アハティサーリ元大統領がアチェで仲介役を果たす過程では、紛争当事者双方に信頼を築いているユハ・クリステンセン氏など、交渉に向けて徹底した準備を行う有能な人物の存在があった。しかし、日本側はハメネイ師に影響力のある宗教指導者との信頼関係を築いているとは言い難い。そもそも、トランプ大統領が一方的にイラン核合意から撤退し、核合意を守っているイランに経済制裁をしているのだ。この矛盾をトランプ大統領に直言し、イランが受け入れ可能な対応に改めさせる力を持つ人物でなければ仲介などできるはずがない。
https://blog.goo.ne.jp/xday0321/d/20111126 鳩山vsアハティサーリ会談の意義-国際紛争の調停者としての日本を目指すために(阪口直人ブログ『心にかける橋』)
私は2002年のアフガニスタン大統領選挙の支援活動でイラン国内のアフガニスタン難民キャンプを担当したことがある。この際に通訳やドライバーを務めてくれた方はもともと空軍のパイロットたちだった。今も私の家にあるペルシャ絨毯をプレゼントしてくれるなど尋常ではホスピタリティを発揮してくれた好人物だったが、彼らは断言していた。
「アメリカは必ずイランを攻めてくる。
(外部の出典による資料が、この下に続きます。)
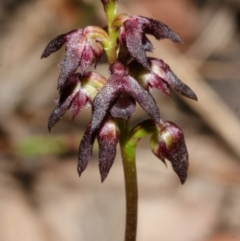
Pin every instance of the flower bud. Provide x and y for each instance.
(168, 143)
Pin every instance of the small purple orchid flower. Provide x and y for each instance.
(120, 83)
(132, 35)
(160, 77)
(113, 99)
(107, 136)
(79, 91)
(83, 48)
(168, 143)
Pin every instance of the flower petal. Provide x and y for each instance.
(58, 113)
(108, 137)
(85, 150)
(159, 30)
(78, 102)
(55, 44)
(134, 42)
(169, 143)
(104, 99)
(143, 97)
(74, 49)
(164, 72)
(67, 95)
(87, 57)
(124, 107)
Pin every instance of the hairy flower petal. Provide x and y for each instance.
(162, 70)
(133, 42)
(58, 113)
(85, 150)
(158, 29)
(78, 102)
(124, 107)
(56, 43)
(67, 94)
(169, 143)
(74, 48)
(108, 137)
(143, 97)
(103, 101)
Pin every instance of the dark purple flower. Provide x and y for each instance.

イラクとアフガニスタンで戦争を起こして親米政権を作ったのは最終的にイランの石油をターゲットにしているからだ。戦争の理由なんて何とでも作るだろう」
彼ら自身は決して戦争を望んでいるわけではなかった。しかし、イランの石油が早かれ遅かれ米国によるイラン攻撃の要因になると極めて冷静に分析していたのが印象的だった。
今回の『仲介』が参議院選挙に向けた国内パフォーマンスが主目的であり、国際社会における日本の仲介外交の将来の可能性を失わせるものになるとすれば非常に罪深いものと言わざるを得ない。